For each tuples ts in S do
Begin HSI = H (TS [joinattrs]);
HSI = hsi and {ts };
End
For each tuples TR in r do
Begin HRI = H (TR [joinattrs]);
HRI = HRI and {tr };
End
For HSI = 0 to Max do
Create a hash index for begin read Hsi in the memory;
For each tuples TR in HSI do
Use begin to retrieve HSI hash indexes and locate all hash indexes meeting tr [joinattrs] = TS
[Joinattrs] tuples ts;
For each matched tuples ts in HSI do
Begin adds the tr connection ts to the result;
End
End
End
The selected max value should be large enough for any I. The memory can accommodate any HSI that constructs an input relationship and its hash indexes. It is best to use a smaller input relationship as the construction of an input relationship.
Recursive Division: if the value of Max is greater than or equal to the number of page frames in the memory, the division of the relationship is impossible. In each trip, the maximum number of input splits cannot exceed the number of buffered pages used for output. The buckets generated by each trip are read and divided separately in the next trip. The hash function used in each partition is different from the hash function used in the previous partition. The split process repeats until all the shards of the constructed input relationship can be accommodated by the memory. When M (memory block)> MAX + 1, max = B/M, the link does not need to be divided recursively.
Overflow processing: When the HSI hash index is greater than the memory size, the hash overflow occurs when the split I of the input relation S is constructed.

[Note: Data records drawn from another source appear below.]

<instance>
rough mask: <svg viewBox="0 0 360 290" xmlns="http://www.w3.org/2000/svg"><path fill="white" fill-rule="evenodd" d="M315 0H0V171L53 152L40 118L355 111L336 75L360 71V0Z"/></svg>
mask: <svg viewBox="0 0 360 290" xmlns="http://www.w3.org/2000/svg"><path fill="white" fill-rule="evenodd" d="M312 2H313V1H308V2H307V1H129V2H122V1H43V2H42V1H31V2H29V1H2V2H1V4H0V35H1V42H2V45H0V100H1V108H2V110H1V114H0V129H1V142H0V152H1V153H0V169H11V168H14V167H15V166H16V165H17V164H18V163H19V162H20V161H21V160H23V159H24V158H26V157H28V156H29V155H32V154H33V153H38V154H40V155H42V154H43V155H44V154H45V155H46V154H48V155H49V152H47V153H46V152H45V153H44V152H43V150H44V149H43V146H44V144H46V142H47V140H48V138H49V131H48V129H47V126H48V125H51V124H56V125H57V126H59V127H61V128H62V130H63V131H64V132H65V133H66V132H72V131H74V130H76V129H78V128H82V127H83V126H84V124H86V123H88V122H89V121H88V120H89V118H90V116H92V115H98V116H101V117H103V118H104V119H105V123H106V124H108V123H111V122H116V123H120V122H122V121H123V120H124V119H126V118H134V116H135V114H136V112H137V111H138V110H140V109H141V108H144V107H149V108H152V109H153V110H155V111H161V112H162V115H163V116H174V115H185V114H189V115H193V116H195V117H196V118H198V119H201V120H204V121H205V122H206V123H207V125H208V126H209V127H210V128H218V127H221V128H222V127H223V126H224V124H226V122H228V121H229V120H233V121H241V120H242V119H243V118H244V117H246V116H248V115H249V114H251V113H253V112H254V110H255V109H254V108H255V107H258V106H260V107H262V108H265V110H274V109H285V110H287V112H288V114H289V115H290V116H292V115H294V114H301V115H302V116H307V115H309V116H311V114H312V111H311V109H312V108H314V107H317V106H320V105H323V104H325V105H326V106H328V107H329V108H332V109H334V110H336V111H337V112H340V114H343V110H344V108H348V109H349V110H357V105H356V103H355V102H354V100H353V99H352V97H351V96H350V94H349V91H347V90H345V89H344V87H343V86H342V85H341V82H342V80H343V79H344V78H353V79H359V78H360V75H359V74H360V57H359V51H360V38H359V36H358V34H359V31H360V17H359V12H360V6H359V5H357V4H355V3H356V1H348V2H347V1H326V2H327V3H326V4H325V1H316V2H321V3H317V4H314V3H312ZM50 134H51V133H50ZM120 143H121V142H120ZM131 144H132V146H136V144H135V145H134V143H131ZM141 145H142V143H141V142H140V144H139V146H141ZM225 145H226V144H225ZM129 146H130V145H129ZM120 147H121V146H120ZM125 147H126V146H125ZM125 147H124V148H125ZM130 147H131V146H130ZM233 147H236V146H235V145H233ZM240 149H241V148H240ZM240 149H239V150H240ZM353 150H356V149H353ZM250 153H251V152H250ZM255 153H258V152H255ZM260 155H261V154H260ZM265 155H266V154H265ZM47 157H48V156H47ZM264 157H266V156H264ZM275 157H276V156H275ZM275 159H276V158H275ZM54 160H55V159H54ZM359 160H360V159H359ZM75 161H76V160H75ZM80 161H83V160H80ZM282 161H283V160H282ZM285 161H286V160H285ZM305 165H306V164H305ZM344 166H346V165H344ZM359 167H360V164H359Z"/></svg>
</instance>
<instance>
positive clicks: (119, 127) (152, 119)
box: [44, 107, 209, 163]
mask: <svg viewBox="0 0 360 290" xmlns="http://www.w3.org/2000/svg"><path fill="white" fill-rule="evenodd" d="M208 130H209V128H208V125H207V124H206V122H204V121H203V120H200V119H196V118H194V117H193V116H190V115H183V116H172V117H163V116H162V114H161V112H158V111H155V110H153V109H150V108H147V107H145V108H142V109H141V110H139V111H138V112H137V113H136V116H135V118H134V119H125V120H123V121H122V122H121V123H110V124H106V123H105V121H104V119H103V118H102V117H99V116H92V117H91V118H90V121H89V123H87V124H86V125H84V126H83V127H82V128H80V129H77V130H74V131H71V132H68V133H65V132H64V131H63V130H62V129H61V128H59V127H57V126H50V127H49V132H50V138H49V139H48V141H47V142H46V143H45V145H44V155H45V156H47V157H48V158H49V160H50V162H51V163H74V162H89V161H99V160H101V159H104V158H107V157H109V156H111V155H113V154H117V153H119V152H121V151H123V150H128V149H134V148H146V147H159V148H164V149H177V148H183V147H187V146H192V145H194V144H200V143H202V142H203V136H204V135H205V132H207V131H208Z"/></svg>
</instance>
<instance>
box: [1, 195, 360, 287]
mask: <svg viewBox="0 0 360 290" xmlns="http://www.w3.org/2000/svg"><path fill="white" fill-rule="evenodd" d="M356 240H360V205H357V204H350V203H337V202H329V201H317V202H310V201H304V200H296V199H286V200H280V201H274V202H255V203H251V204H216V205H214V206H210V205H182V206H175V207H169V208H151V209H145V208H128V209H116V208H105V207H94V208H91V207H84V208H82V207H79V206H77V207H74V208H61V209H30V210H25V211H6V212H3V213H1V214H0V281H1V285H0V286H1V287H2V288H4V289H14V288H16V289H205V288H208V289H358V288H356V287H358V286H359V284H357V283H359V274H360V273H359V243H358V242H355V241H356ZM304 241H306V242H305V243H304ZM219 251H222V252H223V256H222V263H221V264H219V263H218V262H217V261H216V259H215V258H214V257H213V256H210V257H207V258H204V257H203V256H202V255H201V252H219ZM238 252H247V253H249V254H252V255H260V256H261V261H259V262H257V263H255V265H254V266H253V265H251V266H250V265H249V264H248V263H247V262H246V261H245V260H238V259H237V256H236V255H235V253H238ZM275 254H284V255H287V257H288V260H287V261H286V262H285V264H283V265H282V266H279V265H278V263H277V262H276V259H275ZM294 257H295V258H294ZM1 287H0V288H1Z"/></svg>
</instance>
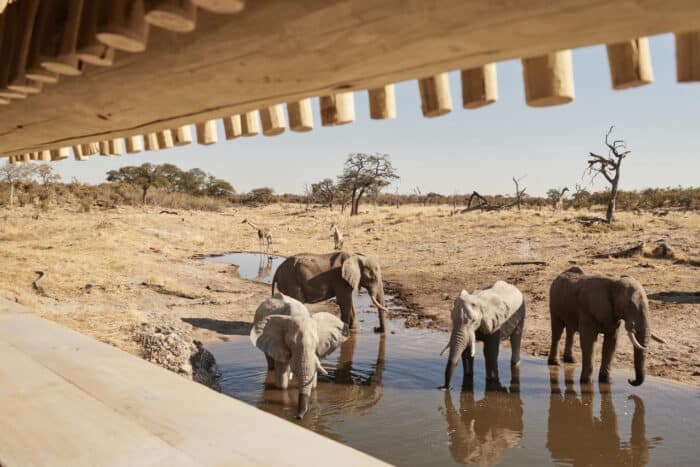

Cause: there are multiple tuples with the same value; the hash function has no randomness and uniformity.
Decomposition: given to I. If we find that the HSI is too large, we can use another hash function to further divide it.
Avoid: divide the relationship s into many small scores, and then combine some scores to ensure the scores after the combination.
Memory capacity.
If there are elephants with the same value, instead of creating a hash index in the memory and then using the nested loop connection Algorithm for the partitioning method, you can use other technologies such as block nested loop connections.
Cost:
No recursive Division: 3 (Br + BS) + 2 * max. When dividing, read and write 2 (Br + BS), construct and retrieve each shard, and read it into Br + BS. In Max partitioning, each shard may have a part full of blocks, read and write each time, it cannot exceed 2 * max.
Recursive Division: 2 (Br + BS) [logM-1 (BS)-1] + Br + BS. The size of each row is reduced to the original 1/(M-1) until each row occupies up to M blocks.
Complex connection
Nested loops are connected to block nested loop connections under any conditions. Other connection technologies are more effective than nested loop connections, but can only process simple connection conditions, such as natural connections or equivalent connections.
For example:
R and S are in... The connections under thetan condition can calculate the connections between R and S under thetan respectively... Thetan.
In addition to using the "Combination Law", you can create indexes on both sides to calculate the tuples corresponding to each of the three links.